Ciò deriva dall’irrealistico disegno tracciato a suo tempo, in particolare dopo Maastricht, volto ad accelerare i tempi ai fini della costituzione di un’Europa federale.
Di fronte alla impossibilità di bypassare il modello delle democrazie nazionali a favore di un unico grande Stato europeo, i trattati UE che si sono succeduti dagli anni novanta, Amsterdam, Nizza, Lisbona, hanno ripiegato su compromissorie ingegnerie istituzionali che esasperano il conflitto tra poteri esclusivi e concorrenti di Bruxelles e delle singole cancellerie.
Accanto alla cosiddetta "dimensione comunitaria" normativa che disciplina uniformemente le materie del commercio e del lavoro, marginalizzando il ruolo dei governi degli Stati membri della UE, abbiamo le "dimensioni intergovernative" della politica estera, di sicurezza comune, della giustizia, degli affari interni, della previdenza, del fisco, della pubblica amministrazione in cui primeggia il potere decisionale dei singoli Stati.
Va da sé che – seppur semplificato nella descrizione – un simile vestito politico alla "arlecchino" non abbia in sé gli strumenti normativi per rispondere in modo celere, omogeneo ed efficace ad eventi di crisi internazionale così gravi.
In realtà, volendo rileggere con acribia la storia della costruzione politica ed istituzionale della UE è difficile negare che l’inadeguatezza delle attuali istituzioni comunitarie sia l’esito infelice della tesi "funzionalista" propugnata dall’allora Ministro degli Esteri francese Schumann, padre dell’omonimo piano Schumann che avviò la cooperazione nel settore del carbone e acciaio tra i sei Paesi che crearono la CECA.

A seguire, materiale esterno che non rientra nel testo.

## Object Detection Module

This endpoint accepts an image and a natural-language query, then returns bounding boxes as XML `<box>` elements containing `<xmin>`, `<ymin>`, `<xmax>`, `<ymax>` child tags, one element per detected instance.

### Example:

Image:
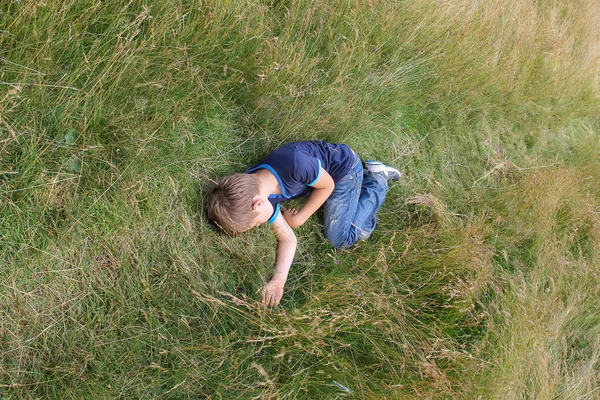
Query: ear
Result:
<box><xmin>251</xmin><ymin>196</ymin><xmax>263</xmax><ymax>210</ymax></box>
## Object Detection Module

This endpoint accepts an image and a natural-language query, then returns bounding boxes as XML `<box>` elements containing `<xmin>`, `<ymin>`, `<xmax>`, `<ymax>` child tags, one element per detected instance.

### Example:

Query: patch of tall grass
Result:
<box><xmin>1</xmin><ymin>0</ymin><xmax>599</xmax><ymax>398</ymax></box>
<box><xmin>462</xmin><ymin>138</ymin><xmax>600</xmax><ymax>398</ymax></box>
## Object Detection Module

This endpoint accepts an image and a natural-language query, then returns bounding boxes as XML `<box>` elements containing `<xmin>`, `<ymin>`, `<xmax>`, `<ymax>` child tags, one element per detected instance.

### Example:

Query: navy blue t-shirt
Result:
<box><xmin>247</xmin><ymin>141</ymin><xmax>356</xmax><ymax>223</ymax></box>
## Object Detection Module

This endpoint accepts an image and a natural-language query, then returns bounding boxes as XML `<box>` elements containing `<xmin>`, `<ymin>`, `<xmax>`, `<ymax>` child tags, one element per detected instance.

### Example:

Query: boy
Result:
<box><xmin>205</xmin><ymin>140</ymin><xmax>401</xmax><ymax>307</ymax></box>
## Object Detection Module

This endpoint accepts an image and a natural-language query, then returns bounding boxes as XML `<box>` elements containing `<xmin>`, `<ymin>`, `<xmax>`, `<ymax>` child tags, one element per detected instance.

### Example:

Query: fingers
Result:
<box><xmin>263</xmin><ymin>293</ymin><xmax>274</xmax><ymax>307</ymax></box>
<box><xmin>271</xmin><ymin>294</ymin><xmax>280</xmax><ymax>307</ymax></box>
<box><xmin>262</xmin><ymin>285</ymin><xmax>274</xmax><ymax>307</ymax></box>
<box><xmin>262</xmin><ymin>294</ymin><xmax>278</xmax><ymax>307</ymax></box>
<box><xmin>266</xmin><ymin>292</ymin><xmax>280</xmax><ymax>307</ymax></box>
<box><xmin>261</xmin><ymin>286</ymin><xmax>271</xmax><ymax>306</ymax></box>
<box><xmin>266</xmin><ymin>295</ymin><xmax>277</xmax><ymax>307</ymax></box>
<box><xmin>261</xmin><ymin>284</ymin><xmax>281</xmax><ymax>307</ymax></box>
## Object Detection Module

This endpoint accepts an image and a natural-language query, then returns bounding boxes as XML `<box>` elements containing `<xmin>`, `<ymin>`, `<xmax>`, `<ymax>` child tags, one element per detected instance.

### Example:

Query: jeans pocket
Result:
<box><xmin>338</xmin><ymin>155</ymin><xmax>361</xmax><ymax>183</ymax></box>
<box><xmin>337</xmin><ymin>173</ymin><xmax>354</xmax><ymax>183</ymax></box>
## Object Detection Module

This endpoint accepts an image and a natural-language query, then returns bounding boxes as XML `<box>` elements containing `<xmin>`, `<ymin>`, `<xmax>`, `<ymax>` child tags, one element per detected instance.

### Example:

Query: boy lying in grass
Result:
<box><xmin>205</xmin><ymin>141</ymin><xmax>401</xmax><ymax>307</ymax></box>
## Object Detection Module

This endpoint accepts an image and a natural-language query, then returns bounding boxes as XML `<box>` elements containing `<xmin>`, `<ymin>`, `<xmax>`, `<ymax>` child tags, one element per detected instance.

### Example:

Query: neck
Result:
<box><xmin>253</xmin><ymin>168</ymin><xmax>281</xmax><ymax>196</ymax></box>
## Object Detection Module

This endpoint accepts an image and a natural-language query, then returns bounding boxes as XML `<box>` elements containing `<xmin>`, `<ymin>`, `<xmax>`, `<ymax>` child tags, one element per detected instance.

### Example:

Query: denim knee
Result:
<box><xmin>325</xmin><ymin>234</ymin><xmax>347</xmax><ymax>249</ymax></box>
<box><xmin>326</xmin><ymin>225</ymin><xmax>372</xmax><ymax>249</ymax></box>
<box><xmin>325</xmin><ymin>232</ymin><xmax>357</xmax><ymax>249</ymax></box>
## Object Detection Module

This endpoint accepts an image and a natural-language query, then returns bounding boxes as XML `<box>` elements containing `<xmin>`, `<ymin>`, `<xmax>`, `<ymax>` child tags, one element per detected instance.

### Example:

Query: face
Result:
<box><xmin>245</xmin><ymin>195</ymin><xmax>273</xmax><ymax>231</ymax></box>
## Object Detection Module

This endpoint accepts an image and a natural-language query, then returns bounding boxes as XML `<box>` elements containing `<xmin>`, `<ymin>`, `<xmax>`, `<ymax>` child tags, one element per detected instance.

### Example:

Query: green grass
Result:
<box><xmin>1</xmin><ymin>0</ymin><xmax>600</xmax><ymax>398</ymax></box>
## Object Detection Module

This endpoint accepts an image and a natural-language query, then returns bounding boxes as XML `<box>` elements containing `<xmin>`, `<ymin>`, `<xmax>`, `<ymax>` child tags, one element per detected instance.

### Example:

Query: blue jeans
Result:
<box><xmin>323</xmin><ymin>153</ymin><xmax>389</xmax><ymax>249</ymax></box>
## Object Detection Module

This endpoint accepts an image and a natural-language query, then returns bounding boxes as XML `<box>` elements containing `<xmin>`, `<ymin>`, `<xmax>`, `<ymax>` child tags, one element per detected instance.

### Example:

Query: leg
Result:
<box><xmin>351</xmin><ymin>169</ymin><xmax>388</xmax><ymax>242</ymax></box>
<box><xmin>323</xmin><ymin>157</ymin><xmax>389</xmax><ymax>248</ymax></box>
<box><xmin>323</xmin><ymin>156</ymin><xmax>363</xmax><ymax>248</ymax></box>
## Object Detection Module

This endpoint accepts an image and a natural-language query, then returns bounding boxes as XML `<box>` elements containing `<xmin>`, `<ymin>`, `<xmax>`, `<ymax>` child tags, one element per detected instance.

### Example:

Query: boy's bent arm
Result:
<box><xmin>262</xmin><ymin>213</ymin><xmax>297</xmax><ymax>307</ymax></box>
<box><xmin>285</xmin><ymin>168</ymin><xmax>334</xmax><ymax>229</ymax></box>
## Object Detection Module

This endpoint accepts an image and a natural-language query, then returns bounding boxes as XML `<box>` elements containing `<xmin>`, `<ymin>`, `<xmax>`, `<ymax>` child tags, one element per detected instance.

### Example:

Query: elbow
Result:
<box><xmin>279</xmin><ymin>232</ymin><xmax>298</xmax><ymax>247</ymax></box>
<box><xmin>289</xmin><ymin>221</ymin><xmax>302</xmax><ymax>230</ymax></box>
<box><xmin>289</xmin><ymin>234</ymin><xmax>298</xmax><ymax>247</ymax></box>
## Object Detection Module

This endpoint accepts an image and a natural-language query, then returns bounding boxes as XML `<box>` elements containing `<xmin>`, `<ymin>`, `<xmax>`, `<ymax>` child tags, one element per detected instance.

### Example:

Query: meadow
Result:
<box><xmin>1</xmin><ymin>0</ymin><xmax>599</xmax><ymax>398</ymax></box>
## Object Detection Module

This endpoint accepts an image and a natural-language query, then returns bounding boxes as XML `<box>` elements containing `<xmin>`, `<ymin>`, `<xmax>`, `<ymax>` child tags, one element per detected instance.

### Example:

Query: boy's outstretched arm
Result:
<box><xmin>262</xmin><ymin>213</ymin><xmax>297</xmax><ymax>307</ymax></box>
<box><xmin>283</xmin><ymin>168</ymin><xmax>334</xmax><ymax>229</ymax></box>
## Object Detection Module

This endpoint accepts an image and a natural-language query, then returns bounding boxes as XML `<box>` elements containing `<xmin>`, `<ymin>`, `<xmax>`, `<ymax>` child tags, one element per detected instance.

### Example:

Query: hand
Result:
<box><xmin>261</xmin><ymin>279</ymin><xmax>285</xmax><ymax>307</ymax></box>
<box><xmin>281</xmin><ymin>206</ymin><xmax>298</xmax><ymax>218</ymax></box>
<box><xmin>281</xmin><ymin>207</ymin><xmax>307</xmax><ymax>229</ymax></box>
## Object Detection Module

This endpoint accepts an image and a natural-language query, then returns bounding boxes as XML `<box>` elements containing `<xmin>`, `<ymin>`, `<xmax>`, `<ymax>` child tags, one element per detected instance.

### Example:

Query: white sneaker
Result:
<box><xmin>364</xmin><ymin>160</ymin><xmax>402</xmax><ymax>181</ymax></box>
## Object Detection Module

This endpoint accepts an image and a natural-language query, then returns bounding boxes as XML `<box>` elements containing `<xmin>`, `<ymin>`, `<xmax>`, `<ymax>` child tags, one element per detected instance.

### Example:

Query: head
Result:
<box><xmin>204</xmin><ymin>173</ymin><xmax>273</xmax><ymax>235</ymax></box>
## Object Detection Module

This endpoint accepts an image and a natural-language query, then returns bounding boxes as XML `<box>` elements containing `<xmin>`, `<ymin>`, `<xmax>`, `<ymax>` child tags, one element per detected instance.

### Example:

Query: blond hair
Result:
<box><xmin>204</xmin><ymin>173</ymin><xmax>260</xmax><ymax>235</ymax></box>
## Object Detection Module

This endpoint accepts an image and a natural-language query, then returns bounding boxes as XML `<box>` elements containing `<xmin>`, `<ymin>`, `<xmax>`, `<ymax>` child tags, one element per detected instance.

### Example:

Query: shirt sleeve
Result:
<box><xmin>291</xmin><ymin>152</ymin><xmax>322</xmax><ymax>187</ymax></box>
<box><xmin>267</xmin><ymin>203</ymin><xmax>281</xmax><ymax>224</ymax></box>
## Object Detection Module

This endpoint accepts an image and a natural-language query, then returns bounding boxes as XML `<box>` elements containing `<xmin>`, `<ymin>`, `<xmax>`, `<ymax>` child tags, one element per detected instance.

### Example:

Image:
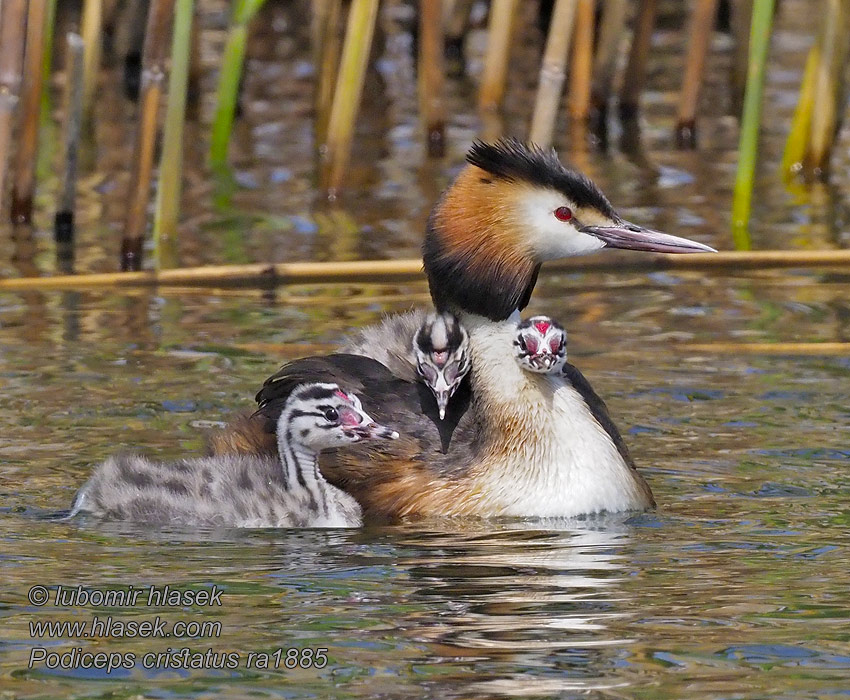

Secondo i sostenitori di questa tesi, che ha trovato a lungo, per decenni, ed ancor oggi parecchi sostenitori, l’integrazione europea doveva attuarsi attraverso il graduale trasferimento di competenze e sovranità in settori bene determinati alle istituzioni comunitarie, indipendenti dagli Stati: tappa intermedia verso un’unione di tipo federale.
La storia pare smentire nei fatti questo opportunistico modello funzionalista, riproponendo, come eficacemente annota Chris Patten, una UE dalla natura a "due velocità", in cui le differenze e specificità dei singoli Stati sovrani possa e debba essere un valore aggiunto e non già motivo di contrasto: solo gli Stati che condividano una piattaforma valoriale forte, un’unica moneta, una politica fiscale omogenea, un sistema previdenziale solidale e non parassitario, un’unica politica estera e di sicurezza capace di essere intransigente nell’interesse comune possono ragionevolemente continuare a credere nella zona Euro.